THE QUALITY THAT allows most federal politicians to survive their grimy trade is a profound sense of detachment. Issues and principles dissolve into cynical responses to the call of each passing hour; private lives are relegated to an incidental distraction. Eventually, their souls leak out of them, mixing with the comatose decor of the House of Commons’ neutral walls.
Judy was different.
Julia Verlyn LaMarsh had that rare and terrible gift of natural rudeness. Loyal to her friends, merciless to her enemies, generous with herself, above all she was gloriously gutsy, governed by the unvarnished dictates of her feelings. She never tried to hide anything, least of all her emotions, existing within the tumult of her own making, as vulnerable as an open wound. She elevated honesty to a profound moral option. While some of her fellow female politicians insisted that their formal photographs be taken through so many layers of cheesecloth they were made to appear like mummies behind mosquito netting, Judy just stuck out her chins and told them to click away. When she landed at Eskimo Point in the Northwest Territories during the Centennial celebrations, she introduced herself to a group of Inuit by patting her ample hips and exclaiming, “See, I brought my own supply of blubber!” After her helicopter landed on Steele Glacier in the Yukon, she just stood there and yodelled.
She lost her temper easily, once threw an ashtray at Senator Keith Davey (even though he was one of her most ardent supporters) and resigned from the Pearson cabinet (for two days at a time) on at least a dozen occasions. Her legislative achievements were considerable, but her behaviour in office often shocked the fastidious and discomfited the established. “She was very democratic,” recalled George Loranger, one of her former aides. “She treated the office boy and her deputy minister exactly alike—she constantly gave them hell.”
The novels she wrote were her final passion, but she just couldn’t get the sex scenes right. “When you’re engaged in a sexual act,” she would explain, “no one’s there getting a bird’s eye view.

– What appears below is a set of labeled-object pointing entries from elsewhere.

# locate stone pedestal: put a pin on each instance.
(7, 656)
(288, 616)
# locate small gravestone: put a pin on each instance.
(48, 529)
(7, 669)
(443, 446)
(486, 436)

When I was trying to describe it, I kept giggling.” It was typical that when she was awarded the Order of Canada on her deathbed, as a farewell gesture by a nation that had rewarded her contributions with remarkable stinginess, Judy’s main reaction was to bitch about some of the people she thought were fools who had been similarly decorated.
She died with the raw courage and primitive dignity that exemplified her life, deciding late on the afternoon of Friday, October 24, 1980, “Okay, no more medication. That’s it.”
The reason Judy’s death touched so many Canadians is that so few celebrities manage to preserve their real selves inside their public masks. Judy LaMarsh endowed each of her many careers with energy, intellect and commitment. To the end, she never for a minute gave up her essential, gutsy humanity.